Being measurable doesn’t make a number meaningful. Batting average was measurable for a hundred years; the Oakland A’s won twenty straight games the year they decided it was the wrong number. Your citation dashboard is batting average.
Measure mentions, impressions, and outcomes instead
Here’s what actually tells you whether AI search is working for you:
- Mentions, not citations. Is your brand named in the answer text itself? That’s the Audi position, and it’s the one that sells sedans. Sample the prompts that mirror your real buying journeys: specific products, real customer types, genuine constraints. Then check whether you’re in the answer, not the footnotes.
- Impressions from the source. The Search Console Generative AI performance report is thin, but it’s real. Watch it by page and country and treat it as your ground truth for “did we appear,” because it’s the only number that comes from inside the building.
- Outcomes. Growth in branded search volume. Growth in direct traffic. Conversions from people who arrive already knowing what they want because an answer engine briefed them. These lag, and they’re entangled with everything else you do. Welcome to marketing. But they’re the only metrics that pay invoices.
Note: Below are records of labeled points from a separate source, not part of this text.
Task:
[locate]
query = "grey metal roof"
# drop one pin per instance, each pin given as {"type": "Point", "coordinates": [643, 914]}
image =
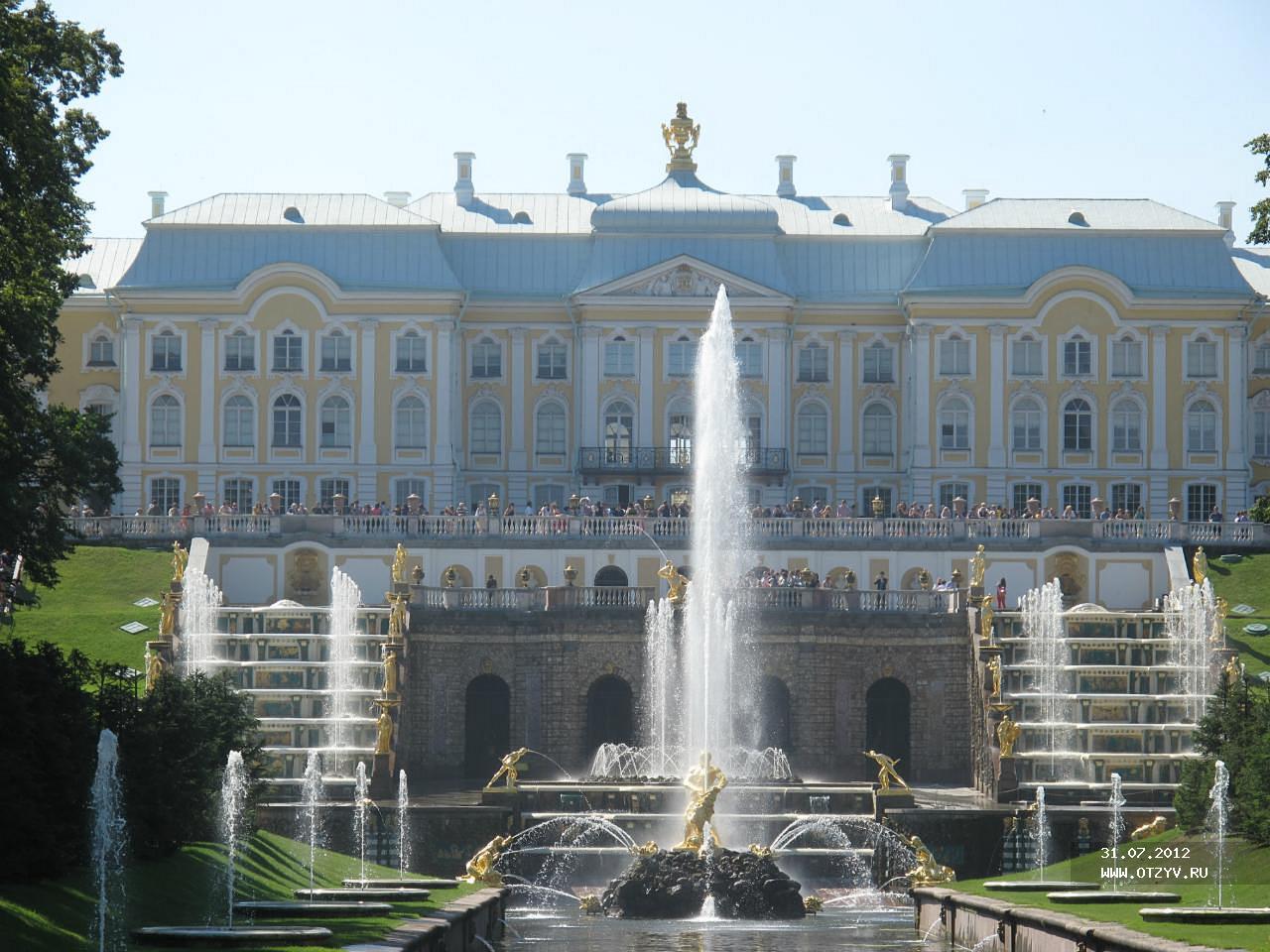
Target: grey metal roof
{"type": "Point", "coordinates": [1100, 214]}
{"type": "Point", "coordinates": [313, 209]}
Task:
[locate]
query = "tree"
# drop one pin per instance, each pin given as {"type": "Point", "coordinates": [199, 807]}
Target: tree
{"type": "Point", "coordinates": [1260, 212]}
{"type": "Point", "coordinates": [50, 457]}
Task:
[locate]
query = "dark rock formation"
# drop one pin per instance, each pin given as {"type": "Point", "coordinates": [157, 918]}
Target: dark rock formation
{"type": "Point", "coordinates": [675, 885]}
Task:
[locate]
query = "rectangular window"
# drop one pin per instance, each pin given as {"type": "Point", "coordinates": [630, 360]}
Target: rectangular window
{"type": "Point", "coordinates": [287, 353]}
{"type": "Point", "coordinates": [620, 358]}
{"type": "Point", "coordinates": [1025, 358]}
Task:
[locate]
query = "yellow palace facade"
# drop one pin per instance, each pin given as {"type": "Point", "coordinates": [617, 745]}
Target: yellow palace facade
{"type": "Point", "coordinates": [334, 348]}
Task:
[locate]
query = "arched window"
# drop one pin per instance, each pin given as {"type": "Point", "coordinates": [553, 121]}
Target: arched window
{"type": "Point", "coordinates": [486, 428]}
{"type": "Point", "coordinates": [412, 424]}
{"type": "Point", "coordinates": [239, 429]}
{"type": "Point", "coordinates": [1202, 428]}
{"type": "Point", "coordinates": [1078, 424]}
{"type": "Point", "coordinates": [166, 421]}
{"type": "Point", "coordinates": [550, 429]}
{"type": "Point", "coordinates": [1125, 426]}
{"type": "Point", "coordinates": [813, 430]}
{"type": "Point", "coordinates": [1025, 421]}
{"type": "Point", "coordinates": [336, 422]}
{"type": "Point", "coordinates": [879, 430]}
{"type": "Point", "coordinates": [955, 424]}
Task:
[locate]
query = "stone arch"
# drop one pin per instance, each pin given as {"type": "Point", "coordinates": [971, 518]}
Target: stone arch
{"type": "Point", "coordinates": [486, 725]}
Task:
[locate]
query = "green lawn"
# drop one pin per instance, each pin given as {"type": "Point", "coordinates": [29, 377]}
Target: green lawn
{"type": "Point", "coordinates": [189, 889]}
{"type": "Point", "coordinates": [1246, 581]}
{"type": "Point", "coordinates": [94, 597]}
{"type": "Point", "coordinates": [1250, 879]}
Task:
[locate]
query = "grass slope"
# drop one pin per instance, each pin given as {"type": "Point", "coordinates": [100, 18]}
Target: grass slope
{"type": "Point", "coordinates": [1246, 581]}
{"type": "Point", "coordinates": [94, 598]}
{"type": "Point", "coordinates": [189, 889]}
{"type": "Point", "coordinates": [1248, 873]}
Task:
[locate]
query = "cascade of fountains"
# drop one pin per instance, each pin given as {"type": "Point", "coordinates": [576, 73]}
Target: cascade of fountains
{"type": "Point", "coordinates": [403, 824]}
{"type": "Point", "coordinates": [341, 675]}
{"type": "Point", "coordinates": [109, 839]}
{"type": "Point", "coordinates": [232, 816]}
{"type": "Point", "coordinates": [310, 814]}
{"type": "Point", "coordinates": [1048, 654]}
{"type": "Point", "coordinates": [711, 629]}
{"type": "Point", "coordinates": [199, 604]}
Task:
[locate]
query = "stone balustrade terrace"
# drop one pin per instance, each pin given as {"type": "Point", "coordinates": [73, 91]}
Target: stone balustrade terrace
{"type": "Point", "coordinates": [639, 532]}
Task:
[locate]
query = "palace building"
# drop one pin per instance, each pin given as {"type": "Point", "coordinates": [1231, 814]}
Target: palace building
{"type": "Point", "coordinates": [467, 343]}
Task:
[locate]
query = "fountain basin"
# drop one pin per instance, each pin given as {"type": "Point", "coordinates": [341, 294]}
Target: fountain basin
{"type": "Point", "coordinates": [222, 936]}
{"type": "Point", "coordinates": [1098, 896]}
{"type": "Point", "coordinates": [1209, 915]}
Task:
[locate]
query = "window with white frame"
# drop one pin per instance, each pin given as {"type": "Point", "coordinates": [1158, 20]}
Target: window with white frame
{"type": "Point", "coordinates": [553, 361]}
{"type": "Point", "coordinates": [878, 430]}
{"type": "Point", "coordinates": [749, 358]}
{"type": "Point", "coordinates": [289, 353]}
{"type": "Point", "coordinates": [486, 359]}
{"type": "Point", "coordinates": [239, 424]}
{"type": "Point", "coordinates": [1078, 357]}
{"type": "Point", "coordinates": [336, 353]}
{"type": "Point", "coordinates": [239, 352]}
{"type": "Point", "coordinates": [412, 353]}
{"type": "Point", "coordinates": [953, 424]}
{"type": "Point", "coordinates": [619, 357]}
{"type": "Point", "coordinates": [1202, 358]}
{"type": "Point", "coordinates": [813, 430]}
{"type": "Point", "coordinates": [879, 363]}
{"type": "Point", "coordinates": [100, 350]}
{"type": "Point", "coordinates": [166, 421]}
{"type": "Point", "coordinates": [1125, 426]}
{"type": "Point", "coordinates": [953, 357]}
{"type": "Point", "coordinates": [286, 421]}
{"type": "Point", "coordinates": [411, 424]}
{"type": "Point", "coordinates": [1079, 425]}
{"type": "Point", "coordinates": [166, 353]}
{"type": "Point", "coordinates": [1025, 359]}
{"type": "Point", "coordinates": [813, 363]}
{"type": "Point", "coordinates": [683, 357]}
{"type": "Point", "coordinates": [1202, 426]}
{"type": "Point", "coordinates": [486, 428]}
{"type": "Point", "coordinates": [550, 429]}
{"type": "Point", "coordinates": [1127, 357]}
{"type": "Point", "coordinates": [1025, 424]}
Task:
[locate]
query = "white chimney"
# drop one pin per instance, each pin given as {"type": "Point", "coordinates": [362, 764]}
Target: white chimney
{"type": "Point", "coordinates": [898, 181]}
{"type": "Point", "coordinates": [785, 179]}
{"type": "Point", "coordinates": [463, 190]}
{"type": "Point", "coordinates": [974, 197]}
{"type": "Point", "coordinates": [576, 169]}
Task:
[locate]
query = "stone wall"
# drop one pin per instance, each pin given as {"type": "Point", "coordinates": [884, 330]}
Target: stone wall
{"type": "Point", "coordinates": [826, 660]}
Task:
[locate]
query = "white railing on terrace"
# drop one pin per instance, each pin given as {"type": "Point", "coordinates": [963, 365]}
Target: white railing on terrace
{"type": "Point", "coordinates": [672, 530]}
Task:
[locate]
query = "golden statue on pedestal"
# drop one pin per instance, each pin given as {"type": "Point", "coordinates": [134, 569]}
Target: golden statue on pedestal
{"type": "Point", "coordinates": [480, 867]}
{"type": "Point", "coordinates": [928, 873]}
{"type": "Point", "coordinates": [885, 771]}
{"type": "Point", "coordinates": [508, 770]}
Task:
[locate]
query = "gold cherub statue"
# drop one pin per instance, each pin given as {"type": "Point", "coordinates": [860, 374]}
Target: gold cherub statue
{"type": "Point", "coordinates": [509, 769]}
{"type": "Point", "coordinates": [928, 871]}
{"type": "Point", "coordinates": [480, 867]}
{"type": "Point", "coordinates": [885, 771]}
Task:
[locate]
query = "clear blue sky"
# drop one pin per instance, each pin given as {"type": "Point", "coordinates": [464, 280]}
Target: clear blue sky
{"type": "Point", "coordinates": [1060, 99]}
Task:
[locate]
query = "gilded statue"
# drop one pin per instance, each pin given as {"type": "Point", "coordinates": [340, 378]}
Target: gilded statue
{"type": "Point", "coordinates": [677, 584]}
{"type": "Point", "coordinates": [480, 867]}
{"type": "Point", "coordinates": [509, 769]}
{"type": "Point", "coordinates": [1007, 735]}
{"type": "Point", "coordinates": [885, 771]}
{"type": "Point", "coordinates": [1199, 565]}
{"type": "Point", "coordinates": [928, 873]}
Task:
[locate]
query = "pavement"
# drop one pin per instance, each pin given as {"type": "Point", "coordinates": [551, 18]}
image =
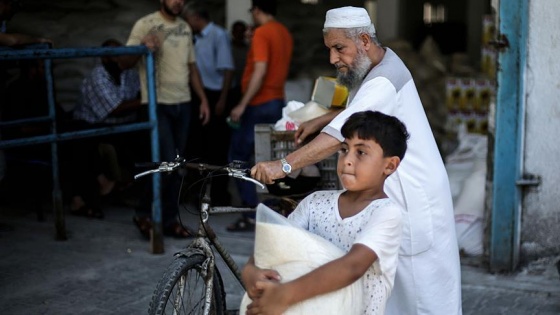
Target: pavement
{"type": "Point", "coordinates": [106, 267]}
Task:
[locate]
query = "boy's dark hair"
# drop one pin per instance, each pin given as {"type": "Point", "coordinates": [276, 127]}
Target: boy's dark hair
{"type": "Point", "coordinates": [388, 131]}
{"type": "Point", "coordinates": [267, 6]}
Why the industry keeps selling citation counts anyway
The psychology here is straightforward. SEOs spent twenty years staring at rank trackers, so when AI search arrived, the industry rebuilt the most familiar piece of furniture: a leaderboard with your domain on it. Vendors need a single defensible number to put on the pricing page, and “citations” is countable, chartable, and sortable. Certainty sells, even when it’s certainty about the wrong thing.
But a number you can chart precisely is not the same as a number that explains anything. Citation counts fail the moment you test them against an answer where the mention and the citation split, which, as Capper showed, is not an edge case. It’s Tuesday.
So before you renew that AI visibility dashboard, run one test: find an answer where you’re named and someone else is cited, and see what the tool says happened. If it says you lost, you’re not measuring your visibility. You’re measuring the shadow and calling it the object.